SQLite3 can be said to be the easiest database to handle in Python because it is included in Python from the beginning and the DB can be saved as a file.
Therefore, here, make a note of the sample code for writing / reading SQLite3 data using Python.
import sqlite3
# Specifying the connection DB file
conn = sqlite3.connect('example.sqlite3')
conn.row_factory = sqlite3.Row
c = conn.cursor()
# Execution of SQL statement
sql="create table persons(name, age, job)"
c.execute(sql)
# Save changes
conn.commit()
# Disconnect from DB
conn.close()
After executing the SQL statement, you need to execute "conn.commit ()" for the change to take effect.
sql="create table persons(name, age, job)"
c.execute(sql)
Here, as an example, we are creating a "persons" table with three columns, name, age, and job.

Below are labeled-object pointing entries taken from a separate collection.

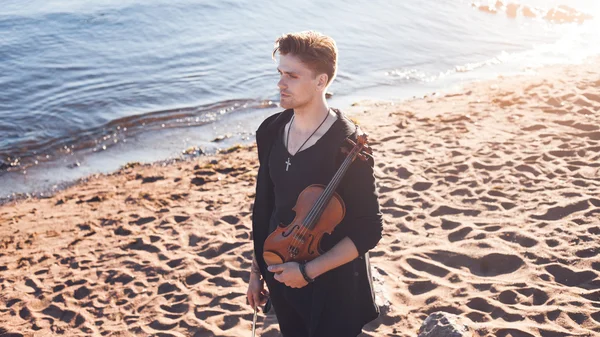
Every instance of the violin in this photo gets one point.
(319, 209)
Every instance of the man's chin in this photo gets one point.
(285, 105)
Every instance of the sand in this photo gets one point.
(491, 203)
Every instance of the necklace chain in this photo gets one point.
(287, 139)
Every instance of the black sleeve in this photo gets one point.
(363, 222)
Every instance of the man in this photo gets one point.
(331, 295)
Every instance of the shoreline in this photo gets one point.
(489, 197)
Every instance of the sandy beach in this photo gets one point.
(491, 203)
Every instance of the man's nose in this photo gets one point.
(281, 84)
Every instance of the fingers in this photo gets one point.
(276, 268)
(256, 300)
(250, 299)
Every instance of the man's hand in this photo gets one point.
(289, 274)
(256, 294)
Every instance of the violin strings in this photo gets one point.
(313, 214)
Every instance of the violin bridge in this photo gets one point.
(300, 238)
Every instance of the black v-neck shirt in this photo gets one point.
(311, 165)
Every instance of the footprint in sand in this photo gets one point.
(571, 278)
(489, 265)
(559, 212)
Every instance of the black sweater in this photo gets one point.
(362, 222)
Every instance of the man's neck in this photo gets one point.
(307, 118)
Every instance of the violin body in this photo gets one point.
(296, 242)
(318, 210)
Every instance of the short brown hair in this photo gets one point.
(314, 49)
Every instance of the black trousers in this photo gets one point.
(293, 310)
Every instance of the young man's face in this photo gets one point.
(298, 84)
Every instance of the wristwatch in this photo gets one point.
(303, 272)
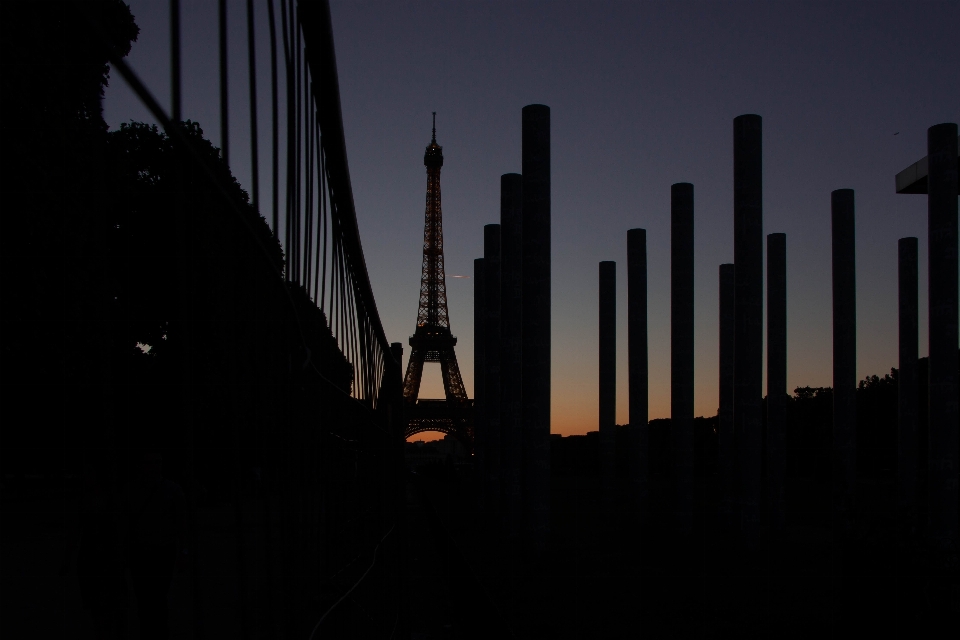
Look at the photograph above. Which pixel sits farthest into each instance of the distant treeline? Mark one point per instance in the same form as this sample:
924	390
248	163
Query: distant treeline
142	295
809	436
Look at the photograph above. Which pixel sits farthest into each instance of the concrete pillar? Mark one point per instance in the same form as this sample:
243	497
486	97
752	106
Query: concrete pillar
479	424
748	366
608	380
491	366
844	358
637	366
776	378
681	349
536	324
511	361
908	444
726	464
942	295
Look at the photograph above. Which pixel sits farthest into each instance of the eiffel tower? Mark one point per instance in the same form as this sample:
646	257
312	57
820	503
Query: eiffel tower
432	341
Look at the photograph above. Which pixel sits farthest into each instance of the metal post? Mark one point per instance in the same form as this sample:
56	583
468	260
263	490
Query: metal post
536	324
776	378
491	367
681	349
726	464
637	366
511	360
908	445
479	399
748	369
608	379
844	357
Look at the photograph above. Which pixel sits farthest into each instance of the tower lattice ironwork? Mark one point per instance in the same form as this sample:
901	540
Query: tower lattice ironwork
432	341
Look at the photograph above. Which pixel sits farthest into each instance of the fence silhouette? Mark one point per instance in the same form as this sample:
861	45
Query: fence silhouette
283	389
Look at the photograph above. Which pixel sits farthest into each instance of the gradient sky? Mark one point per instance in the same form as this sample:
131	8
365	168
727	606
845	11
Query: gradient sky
642	95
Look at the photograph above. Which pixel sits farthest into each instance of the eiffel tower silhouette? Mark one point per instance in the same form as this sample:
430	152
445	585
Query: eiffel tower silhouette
432	341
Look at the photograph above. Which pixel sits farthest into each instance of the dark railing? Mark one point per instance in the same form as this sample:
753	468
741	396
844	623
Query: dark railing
294	484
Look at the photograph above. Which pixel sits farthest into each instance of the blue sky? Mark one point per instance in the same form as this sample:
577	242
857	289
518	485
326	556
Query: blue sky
642	95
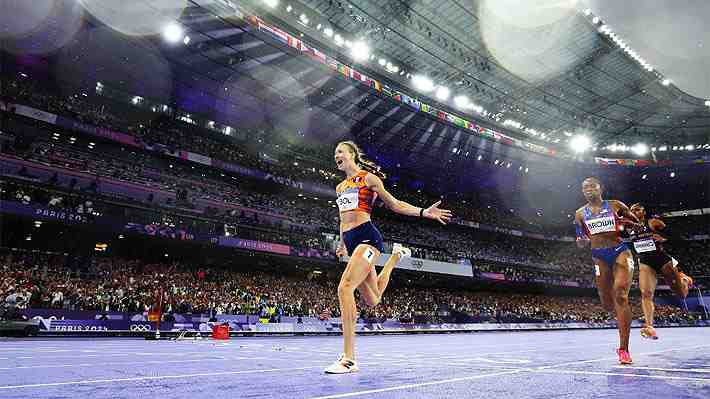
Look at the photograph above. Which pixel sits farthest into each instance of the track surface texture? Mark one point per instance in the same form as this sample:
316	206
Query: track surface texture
559	364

sql="alter table persons add column address"
c.execute(sql)
Added "address" column to "persons" table
sql="drop table persons"
c.execute(sql)
The process of deleting the "persons" table
sql="alter table persons rename to workers"
c.execute(sql)
Renamed "persons" table to "workers"
sql="insert into persons values ('Ann', '20','apprentice')"
c.execute(sql)
sql="update persons set age=21 where name='Ann'"
c.execute(sql)
This code changes the Age of "name ='Ann'" in the "persons" table to 21.
sql="delete from persons where age<20"
c.execute(sql)
This code deletes data with age 20 or less in the "persons" table.
sql="select * from persons"
c.execute(sql)
If you want to take out all, this code is enough. If the data size is small, it may be easier to understand if you get everything from the DB and then process it with Pandas on the Python side.
import sqlite3
# Connect to DB
conn = sqlite3.connect('example.sqlite3')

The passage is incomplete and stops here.